Larry Rolland

Community veterans featured this week


Camden Metheny

Larry Rolland (front) of Monette leads the color guard at the start of Monday’s Veterans Day assembly in the MAC.

Cadyn Qualls


“I was in the Army – 101st Airborne. I served during Vietnam. Two weeks into the tenth grade, I wasn’t learning anything. I was a terrible student, so I joined the army when I was seventeen years old, and dropped out of school. It worked out fine for me. Then, in the 60’s and 70’s, you could get a job doing anything. You didn’t have to have a whole lot of education. With the technology they have today, it’s not a want, but a must that you get a good education. This is a free country – they can’t tell you that you can’t go to college. If your parents can’t afford it, there’s grants. You can go to college. Education is a must.

“My favorite part was the time I spent in Germany. I spent eighteen months there, and the people there were really nice.
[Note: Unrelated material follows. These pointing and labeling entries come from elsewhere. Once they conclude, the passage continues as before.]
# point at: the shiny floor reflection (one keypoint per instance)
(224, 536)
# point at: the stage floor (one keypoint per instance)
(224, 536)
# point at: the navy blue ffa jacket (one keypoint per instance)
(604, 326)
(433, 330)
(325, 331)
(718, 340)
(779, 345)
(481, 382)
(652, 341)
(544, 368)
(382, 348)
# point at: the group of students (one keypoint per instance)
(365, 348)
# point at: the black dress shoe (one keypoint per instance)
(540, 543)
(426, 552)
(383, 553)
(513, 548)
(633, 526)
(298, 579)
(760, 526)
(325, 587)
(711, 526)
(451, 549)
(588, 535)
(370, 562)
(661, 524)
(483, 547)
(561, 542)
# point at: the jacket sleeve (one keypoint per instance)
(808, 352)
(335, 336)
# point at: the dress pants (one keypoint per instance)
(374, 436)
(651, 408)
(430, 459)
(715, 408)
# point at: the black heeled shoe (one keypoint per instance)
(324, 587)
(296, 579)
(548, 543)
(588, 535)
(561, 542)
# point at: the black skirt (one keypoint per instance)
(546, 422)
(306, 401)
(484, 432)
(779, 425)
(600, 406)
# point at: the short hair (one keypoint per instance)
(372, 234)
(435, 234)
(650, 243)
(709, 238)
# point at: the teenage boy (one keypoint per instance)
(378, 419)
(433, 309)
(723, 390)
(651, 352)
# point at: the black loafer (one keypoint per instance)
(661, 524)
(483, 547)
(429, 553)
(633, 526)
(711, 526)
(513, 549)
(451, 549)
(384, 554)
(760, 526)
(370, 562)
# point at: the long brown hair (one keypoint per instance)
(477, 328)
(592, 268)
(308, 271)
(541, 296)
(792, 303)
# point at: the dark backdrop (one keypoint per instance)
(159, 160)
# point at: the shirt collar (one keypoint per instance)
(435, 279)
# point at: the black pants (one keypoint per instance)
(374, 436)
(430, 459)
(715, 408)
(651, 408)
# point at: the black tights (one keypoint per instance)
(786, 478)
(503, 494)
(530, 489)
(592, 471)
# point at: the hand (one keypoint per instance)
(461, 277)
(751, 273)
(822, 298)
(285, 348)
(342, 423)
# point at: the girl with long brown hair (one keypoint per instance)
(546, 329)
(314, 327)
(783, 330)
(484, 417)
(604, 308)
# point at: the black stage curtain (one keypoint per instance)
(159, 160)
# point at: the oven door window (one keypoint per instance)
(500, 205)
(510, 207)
I loved going to other countries, and Germany was great. I loved their food, and made a lot of good friends over there. It was a nice tour. I was lucky enough to get to go over there.  I would have never had the chance to visit these countries – Japan and Germany – if I hadn’t joined the military.

“I guess Fire Base Ripcord would be what I remember most and had the most trouble with. It was a fire support base that supported the ground troops around A Shau Valley with artillery and mortar. That was the biggest battle I was in. That happened in July of 1970. It was really bad, but I lived through it. It wasn’t the perfect battle, but it was a battle. There weren’t very many ‘perfect’ battles in Vietnam.

“I just retired in May, the 27. I’m loving every second of it; spending time with my wife, taking care of her, and just enjoying life. Trying to forget the war. Everybody has things that come up in their life, especially if they’re a combat veteran, and you just have to put that on the back burner. Love and support from your family and community, just like the young people have done today, helps as much as anything could help. It makes a difference and makes life as close to normal as it can be. I appreciate today. I can’t say it enough. If someone knows a veteran or is introduced to one, don’t forget to say thanks. That’s all they want. They don’t want to be praised, just thanked.